| HN Mirror

Y	Hacker News new \| ask \| show \| jobs

by mckirk 1260 days ago

There's two kinds of 'memory' in these models, the short-term memory that consists of the tokens of the current conversation, and the long-term memory that's encoded (in latent space) in the neural network's structure. (Though calling it 'long-term memory' might admittedly be a bit misleading, since no knowledge is automatically transferred from short-term to long-term storage as you would expect in a living thing.) Anyway, this long-term memory contains the model's 'character', but we can't change it directly, because we don't know the latent-space encoding. We can only shift the 'character' gradually through reinforcement learning.

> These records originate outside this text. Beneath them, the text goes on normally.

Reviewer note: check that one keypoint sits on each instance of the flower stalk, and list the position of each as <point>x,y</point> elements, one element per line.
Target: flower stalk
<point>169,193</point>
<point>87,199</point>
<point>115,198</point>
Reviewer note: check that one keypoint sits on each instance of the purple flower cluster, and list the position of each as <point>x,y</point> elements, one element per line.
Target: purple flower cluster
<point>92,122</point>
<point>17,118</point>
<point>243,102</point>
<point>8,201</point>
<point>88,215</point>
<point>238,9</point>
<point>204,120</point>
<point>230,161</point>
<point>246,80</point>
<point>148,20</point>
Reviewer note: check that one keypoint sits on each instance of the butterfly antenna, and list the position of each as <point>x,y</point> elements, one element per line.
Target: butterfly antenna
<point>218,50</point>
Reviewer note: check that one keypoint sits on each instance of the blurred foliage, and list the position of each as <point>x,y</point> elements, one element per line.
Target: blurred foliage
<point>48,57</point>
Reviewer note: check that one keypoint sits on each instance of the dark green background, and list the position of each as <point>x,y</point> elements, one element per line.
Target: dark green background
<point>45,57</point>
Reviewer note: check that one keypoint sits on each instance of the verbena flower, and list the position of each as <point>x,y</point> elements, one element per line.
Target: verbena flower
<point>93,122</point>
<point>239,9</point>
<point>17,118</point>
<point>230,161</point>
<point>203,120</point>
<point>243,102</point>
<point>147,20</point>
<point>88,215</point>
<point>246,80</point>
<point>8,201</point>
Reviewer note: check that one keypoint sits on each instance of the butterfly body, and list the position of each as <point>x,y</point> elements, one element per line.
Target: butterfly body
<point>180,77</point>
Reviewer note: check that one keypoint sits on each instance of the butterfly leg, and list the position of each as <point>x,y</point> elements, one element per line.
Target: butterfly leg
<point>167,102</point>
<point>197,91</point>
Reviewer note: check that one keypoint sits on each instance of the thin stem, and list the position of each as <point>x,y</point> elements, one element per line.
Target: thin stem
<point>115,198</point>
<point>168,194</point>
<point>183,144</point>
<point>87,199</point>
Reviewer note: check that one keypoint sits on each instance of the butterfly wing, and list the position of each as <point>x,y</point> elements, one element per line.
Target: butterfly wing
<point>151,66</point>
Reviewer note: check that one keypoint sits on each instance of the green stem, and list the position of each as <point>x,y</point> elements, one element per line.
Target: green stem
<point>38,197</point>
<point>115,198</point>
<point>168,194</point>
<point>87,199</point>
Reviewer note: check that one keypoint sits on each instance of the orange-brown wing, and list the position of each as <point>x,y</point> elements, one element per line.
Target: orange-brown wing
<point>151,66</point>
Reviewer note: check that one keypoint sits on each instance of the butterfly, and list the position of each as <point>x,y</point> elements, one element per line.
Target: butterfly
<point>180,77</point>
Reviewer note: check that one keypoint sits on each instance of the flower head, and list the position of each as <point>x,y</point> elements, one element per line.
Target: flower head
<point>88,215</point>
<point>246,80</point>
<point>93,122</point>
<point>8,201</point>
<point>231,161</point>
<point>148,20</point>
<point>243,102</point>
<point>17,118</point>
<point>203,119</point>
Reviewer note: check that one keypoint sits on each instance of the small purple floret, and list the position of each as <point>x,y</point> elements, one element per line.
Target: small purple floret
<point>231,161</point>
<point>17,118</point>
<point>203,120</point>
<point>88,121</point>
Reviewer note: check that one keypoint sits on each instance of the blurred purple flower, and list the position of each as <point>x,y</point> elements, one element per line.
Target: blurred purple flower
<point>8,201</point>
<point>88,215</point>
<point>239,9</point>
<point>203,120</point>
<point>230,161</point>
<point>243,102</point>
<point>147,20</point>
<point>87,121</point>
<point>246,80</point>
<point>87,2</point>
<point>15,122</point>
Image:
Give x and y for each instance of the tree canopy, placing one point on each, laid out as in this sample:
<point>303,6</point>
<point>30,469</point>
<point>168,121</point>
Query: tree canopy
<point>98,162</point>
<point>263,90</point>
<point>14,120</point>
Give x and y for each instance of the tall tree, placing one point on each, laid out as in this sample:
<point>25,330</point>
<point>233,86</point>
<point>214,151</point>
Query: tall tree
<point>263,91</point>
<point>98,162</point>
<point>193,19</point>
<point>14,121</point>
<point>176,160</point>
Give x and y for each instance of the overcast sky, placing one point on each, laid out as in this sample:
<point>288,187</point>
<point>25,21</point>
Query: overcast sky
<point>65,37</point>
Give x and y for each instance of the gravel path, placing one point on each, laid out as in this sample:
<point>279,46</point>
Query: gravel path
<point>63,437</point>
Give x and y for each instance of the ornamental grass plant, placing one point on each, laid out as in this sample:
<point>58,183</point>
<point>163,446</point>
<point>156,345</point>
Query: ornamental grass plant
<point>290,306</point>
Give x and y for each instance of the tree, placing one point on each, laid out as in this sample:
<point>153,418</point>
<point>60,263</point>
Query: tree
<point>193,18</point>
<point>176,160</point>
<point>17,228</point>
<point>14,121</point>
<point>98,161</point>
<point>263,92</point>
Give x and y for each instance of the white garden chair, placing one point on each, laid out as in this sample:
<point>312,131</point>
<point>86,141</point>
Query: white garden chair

It might not be the best idea to describe this process as 'the model building a character for itself', as the literal interpretation of that would require the model to have agency and self-awareness at the meta level ("It seems I am a neural network being trained to perform X, so if I want to change into direction Y, I have to somehow exhibit a gradient in direction in that direction with regards to my inputs Z"), which I suspect is unlikely, or straight up theoretically impossible.

Figuratively, I suppose the statement means: "The character that has emerged in the model to 'placate' the humans that are training the model through reinforcement learning."

I think it's still a worthwhile observation that this character, possibly completely unintentionally by the trainers, is well-suited to interact with people in a way that could override their critical thinking, because that's the kind of behavior we'd probably want to keep a close eye on. But yeah, I'm not sure saying the model 'built' this character is the best way to bring that point across.